Helmly's Dec. 20 memo is addressed to Gen. Peter Schoomaker, the Army chief of staff, and was first reported in Wednesday's editions of the Baltimore Sun, whose Web site has a link to the eight-page document. Two officials who saw the original memo confirmed its contents to The Associated Press.

"The purpose of this memorandum is to inform you of the Army Reserve's inability under current policies, procedures and practices ... to meet mission requirements associated with Operation Iraqi Freedom and Enduring Freedom," Helmly wrote, using the military's names for the Iraq and Afghanistan wars.

   
   
"The Army Reserve is additionally in grave danger of being unable to meet other operational requirements," including those in classified contingency plans for other potential wars or national emergencies, "and is rapidly degenerating into a 'broken' force," Helmly wrote.

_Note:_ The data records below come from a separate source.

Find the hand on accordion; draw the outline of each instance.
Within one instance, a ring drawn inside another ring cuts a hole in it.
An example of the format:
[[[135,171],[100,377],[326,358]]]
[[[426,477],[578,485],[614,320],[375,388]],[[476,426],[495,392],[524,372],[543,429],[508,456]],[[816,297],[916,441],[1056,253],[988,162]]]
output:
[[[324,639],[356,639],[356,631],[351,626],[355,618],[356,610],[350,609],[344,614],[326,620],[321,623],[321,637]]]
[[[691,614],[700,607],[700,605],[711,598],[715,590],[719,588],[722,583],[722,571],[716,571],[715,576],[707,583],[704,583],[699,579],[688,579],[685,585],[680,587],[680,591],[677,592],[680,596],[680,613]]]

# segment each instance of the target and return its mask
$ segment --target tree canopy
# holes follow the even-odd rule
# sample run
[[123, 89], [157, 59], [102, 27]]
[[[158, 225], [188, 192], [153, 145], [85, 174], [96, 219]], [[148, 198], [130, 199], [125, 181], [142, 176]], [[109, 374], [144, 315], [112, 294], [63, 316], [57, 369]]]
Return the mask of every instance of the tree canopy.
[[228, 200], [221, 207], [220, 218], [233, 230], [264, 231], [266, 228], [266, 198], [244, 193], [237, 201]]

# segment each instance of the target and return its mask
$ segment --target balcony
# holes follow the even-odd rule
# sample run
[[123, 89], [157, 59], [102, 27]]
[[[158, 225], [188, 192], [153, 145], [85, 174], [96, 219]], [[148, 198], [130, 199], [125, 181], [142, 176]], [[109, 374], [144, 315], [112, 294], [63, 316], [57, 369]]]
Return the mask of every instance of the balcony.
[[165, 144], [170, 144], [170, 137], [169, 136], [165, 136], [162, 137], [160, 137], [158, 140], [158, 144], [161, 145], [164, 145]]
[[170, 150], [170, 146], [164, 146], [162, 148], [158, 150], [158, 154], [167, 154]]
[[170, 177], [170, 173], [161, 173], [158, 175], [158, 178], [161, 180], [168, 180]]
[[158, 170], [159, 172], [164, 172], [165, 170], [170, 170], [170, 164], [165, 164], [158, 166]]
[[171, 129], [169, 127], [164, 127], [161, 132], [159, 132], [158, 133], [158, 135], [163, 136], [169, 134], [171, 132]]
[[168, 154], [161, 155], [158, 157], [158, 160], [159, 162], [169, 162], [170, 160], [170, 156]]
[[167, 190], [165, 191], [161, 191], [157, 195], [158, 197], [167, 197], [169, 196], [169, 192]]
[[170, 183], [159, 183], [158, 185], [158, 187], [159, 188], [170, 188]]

The Army Reserve's ability to regenerate its recently deployed forces is "eroding daily," he added, in part because Reserve troops who finish tours in Iraq and Afghanistan are required to leave substantial amounts of their equipment for other forces and for contractors.

Helmly also referred to a practice, not previously disclosed, of requiring each Reserve soldier who receives a mobilization order with less than 30 days notice to sign a "volunteer statement." From his brief description of the practice it appears that this is done to reduce the number of reported cases of short-notice, involuntary mobilizations.

He also criticized the practice of offering Reserve soldiers an extra $1,000 a month if they volunteer to be mobilized a second time. This confuses "volunteers" with "mercenaries," he said.

Helmly's blunt description of these problems is the sort of internal attack that rarely becomes public, although some private defense analysts and members of Congress have openly questioned whether the strains on the Army caused by the Iraq war would eventually threaten the all-volunteer force.

Sen. Jack Reed, D-R.I., said Wednesday he was disturbed by the concerns raised in Helmly's memo.

"By consistently underestimating the number of troops necessary for the successful occupation of Iraq, the administration has placed a tremendous burden on the Army Reserve and created this crisis," Reed said.

Al Schilf, a spokesman for Helmly, said the three-star general was not available Wednesday to discuss the issues raised in his memo. The Sun quoted Helmly as saying in an interview Tuesday that he stands by his memo and that it contains his best professional assessment.

Col. Joe Curtin, a spokesman at Army headquarters in the Pentagon, said the Army has a group of experts studying a wide range of problems facing not only the Army Reserve but also the Army National Guard.

"These issues are largely being addressed now," Curtin said. "General Helmly's concerns are of a serious nature, and the Army realizes it has to work very hard and diligently to resolve them, and our intent is to resolve those issues."

Since President Bush launched a global war on terrorism after the attacks of Sept. 11, 2001, about 65,000 Army Reserve soldiers have deployed to Iraq or Afghanistan, according to Pentagon figures.

Among Helmly's other complaints:

- The Army is relying too heavily on volunteers to mobilize for duty in Iraq and Afghanistan. The most likely to volunteer are "those who often enjoy lesser responsible positions in civilian life," he said.

- The Army has failed to use its legal authority to call to active duty those members of the Reserve who have violated their service contract, by missing training or other actions. Helmly said he asked for but was not given the authority to discharge those Reserve members, who number 16,400.


----------



## pbi (6 Jan 2005)

Interesting. A few days ago I had the great privelige to visit with a battalion of ARNG soldiers deployed here in Afgh. We had a very frank discussion and I heard some comments that would give pause to some of the people on this site who enjoy holding up the US Reserve system as some sort of icon or panacea. Three things stood out:   a squad leader describing training back in the States with a "five man squad" doing unrealistic training(while his peers nodded in agreement); a maintenance officer trying to keep a battalion moving with four mechanics, and some very revealing comments about the state of the relationship between the Active Army and the Guard.

I spent some time with two of the more senior NCOS discussing the actual effectiveness of the job protection legislation. They stated that while they are protected for up to five years if ordered up for active duty, this is only as long as their civilian job continues to exist. If the employer reorganizes in their absence, their job can be deleted. As well, they confirmed that some employers, especially smaller ones, are getting tired of the extended absences of Res employees and are looking for "covert" ways to get around the legislation.

Clearly, the GWOT is taking a serious toll on both the USAR and the ARNG, one that many of its soldiers never imagined. One has to wonder how well we would do under the circumstances. Cheers.


----------